Two Studies published in JAMA this month assess the effectiveness of the Medicare Part D program. There are several highlights and the media coverage was extensive, but there are a couple of points that are interesting:
36% of beneficiaries reported that the benefit went into effect that they still changed their behavior in some way because of drug costs...including switching to a cheaper drug, not refilling an Rx or having overall financial burdens. A majority of media coverage implied that this is a negative, but it could also be considered a positive. Certainly nobody wants any senior to have to skip their medications, but the idea that some seniors are exploring cost saving alternatives is important. Employers are spending a small fortune on wellness programs, trying to get employees to participate in their healthcare. Reviewing your medicine cabinet for lower cost alternatives is not a bad thing.

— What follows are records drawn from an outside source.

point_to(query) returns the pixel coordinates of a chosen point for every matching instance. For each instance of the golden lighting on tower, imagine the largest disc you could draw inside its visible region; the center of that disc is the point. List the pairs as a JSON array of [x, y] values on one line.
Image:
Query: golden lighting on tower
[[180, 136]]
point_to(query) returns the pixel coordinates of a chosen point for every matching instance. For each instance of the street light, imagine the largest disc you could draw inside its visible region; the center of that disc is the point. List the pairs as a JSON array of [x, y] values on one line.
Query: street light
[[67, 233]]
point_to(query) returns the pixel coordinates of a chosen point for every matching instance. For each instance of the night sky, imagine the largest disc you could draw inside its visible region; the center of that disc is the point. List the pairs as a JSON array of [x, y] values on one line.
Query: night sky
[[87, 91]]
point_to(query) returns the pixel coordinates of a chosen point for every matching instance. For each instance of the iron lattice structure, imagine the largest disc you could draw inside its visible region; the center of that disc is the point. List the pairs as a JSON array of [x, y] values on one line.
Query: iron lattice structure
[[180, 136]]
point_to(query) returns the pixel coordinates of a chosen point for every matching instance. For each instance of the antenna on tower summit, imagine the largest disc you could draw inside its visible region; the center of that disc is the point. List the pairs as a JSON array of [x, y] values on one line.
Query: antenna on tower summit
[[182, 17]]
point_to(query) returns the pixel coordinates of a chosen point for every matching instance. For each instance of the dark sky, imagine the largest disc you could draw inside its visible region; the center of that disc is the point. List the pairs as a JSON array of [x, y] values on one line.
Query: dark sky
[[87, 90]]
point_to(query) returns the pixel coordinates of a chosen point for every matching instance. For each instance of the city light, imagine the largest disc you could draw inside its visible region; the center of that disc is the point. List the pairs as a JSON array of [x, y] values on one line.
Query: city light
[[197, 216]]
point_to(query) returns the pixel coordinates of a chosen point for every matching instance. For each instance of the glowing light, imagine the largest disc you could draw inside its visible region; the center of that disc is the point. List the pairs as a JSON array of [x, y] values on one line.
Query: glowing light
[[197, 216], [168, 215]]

About 60% of beneficiaries were not aware their drug plans had a coverage gap (the "Donut Hole"). Study authors claim that the coverage gap is complicated and difficult to navigate. However, technology such as DestinationRx's drug price comparison tool does exist to make the process as easy as possible. Further, the quantity and quality of information available to seniors about the Donut Hole is staggering. A DestinationRx study on the subject, initiated in 2006, has shown that the vast majority of seniors could avoid the Donut Hole by optimizing their medicine cabinet. In 2006, for example, the average senior with osteoarthritis, GERD, high cholesterol, and hypertension would save an average of 87%, or $3,793.80 annually when optimizing their drugs using the DestinationRx tool.
In a society where traditional health insurance coverage is no longer the norm, it will require public education and awareness, use of available technologies, and an overall shift in consumer behavior to make Medicare Part D a success.